How to protect your data from hackers and scammers | News

Cybercrime may sound like a word out of a sci-fi novel, but digital crimes are real — and they happen all the time. From phishing scams to malware, staying alert and informed is important to avoid having your information stolen. In this cybersecurity month, the University of Calgary’s IT department wants to bring you top tips on how to stay safe online.

When it comes to cybersecurity, prevention is key. Installing up-to-date anti-virus/anti-malware software can prevent your computer from becoming infected. Ransomware attacks – where your data is stolen and there is a price to be paid to recover it – can be mitigated by backing up your data to external hard drives or uploading it to the cloud. It can also help ensure that your devices are regularly updated and have the latest security patches.

Another thing to watch out for is phishing, where you impersonate an individual, company, or institution online in order to gain access to someone’s personal information. Phishing emails have become more sophisticated over the past two decades and are difficult to distinguish from genuine emails.

However, there are still some elements that might give away a phishing scam such as: B. misspelled words, suspicious links and numbers or an unknown sender. If you think an email is suspicious, the best practice is to report it to IT at [email protected] or if it’s on a private device, block the sender and delete the e -Mail.
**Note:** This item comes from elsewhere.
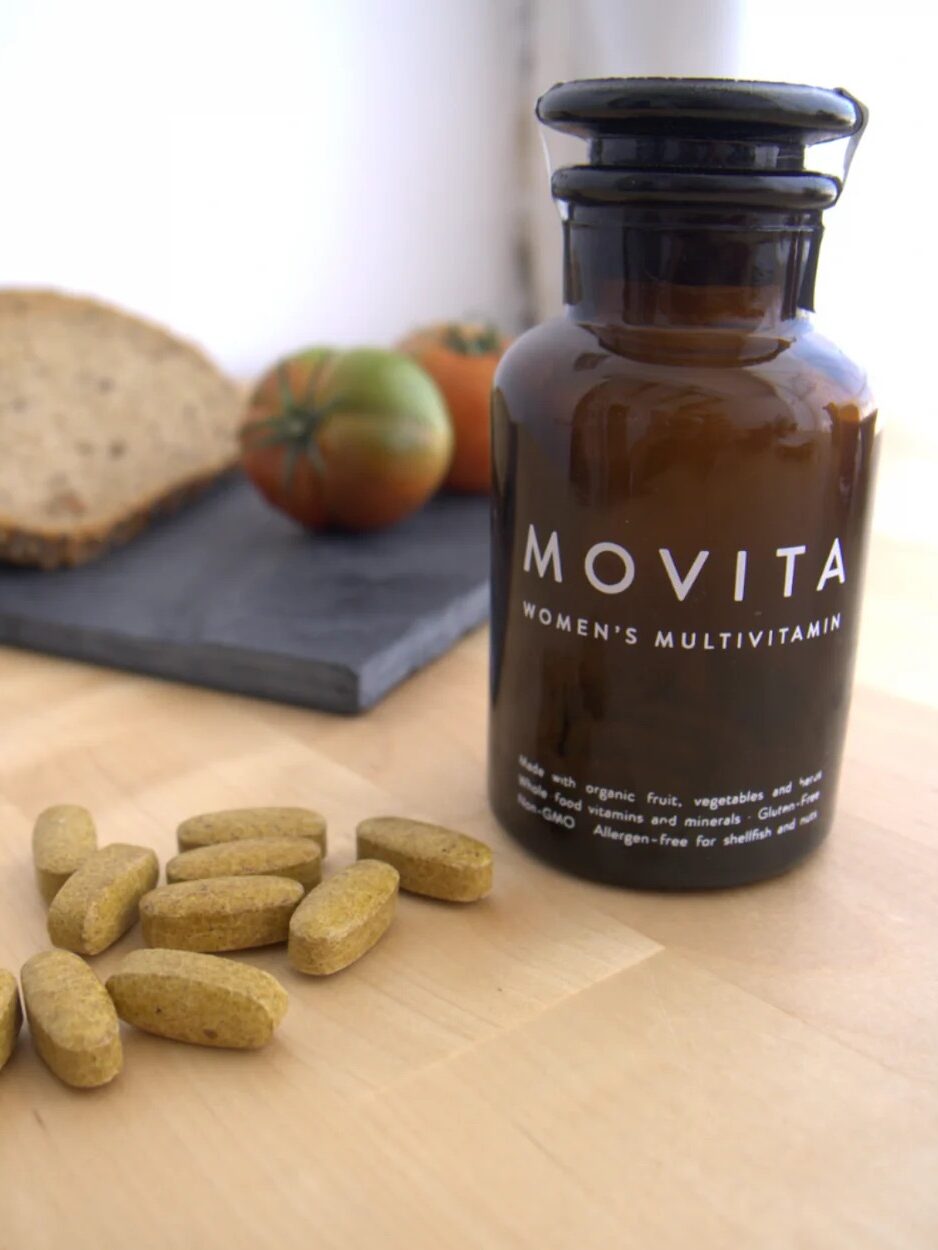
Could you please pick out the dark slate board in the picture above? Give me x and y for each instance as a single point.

Perhaps the most overlooked part of cybersecurity is social media security. With so many apps showing the world who you are, where you’ve been, and what you look like, it’s easy to lose sight of privacy. Remember, what you post on the internet stays on the internet even after you delete it.

Be careful what you share and remember that it’s a good practice to ask permission before posting other people’s pictures. Geo-locators, which tell the site and sometimes other users your location, can also be disabled. Make sure you review each app’s privacy settings as best you can and use what’s comfortable for you. Examples include restricting who can see your profile and learning how to block and report potential in-app threats.

For more tips and tricks on protecting your privacy and information online, check out the Think Privacy – Your Cybersecurity Checkup webinar hosted by IT and university legal advisors. The webinar will take place on October 26th with guest speakers Mark Sly, Director, IT Security and Architecture, and Jennifer Sinclair, Coordinator, FOIP, University Counsel.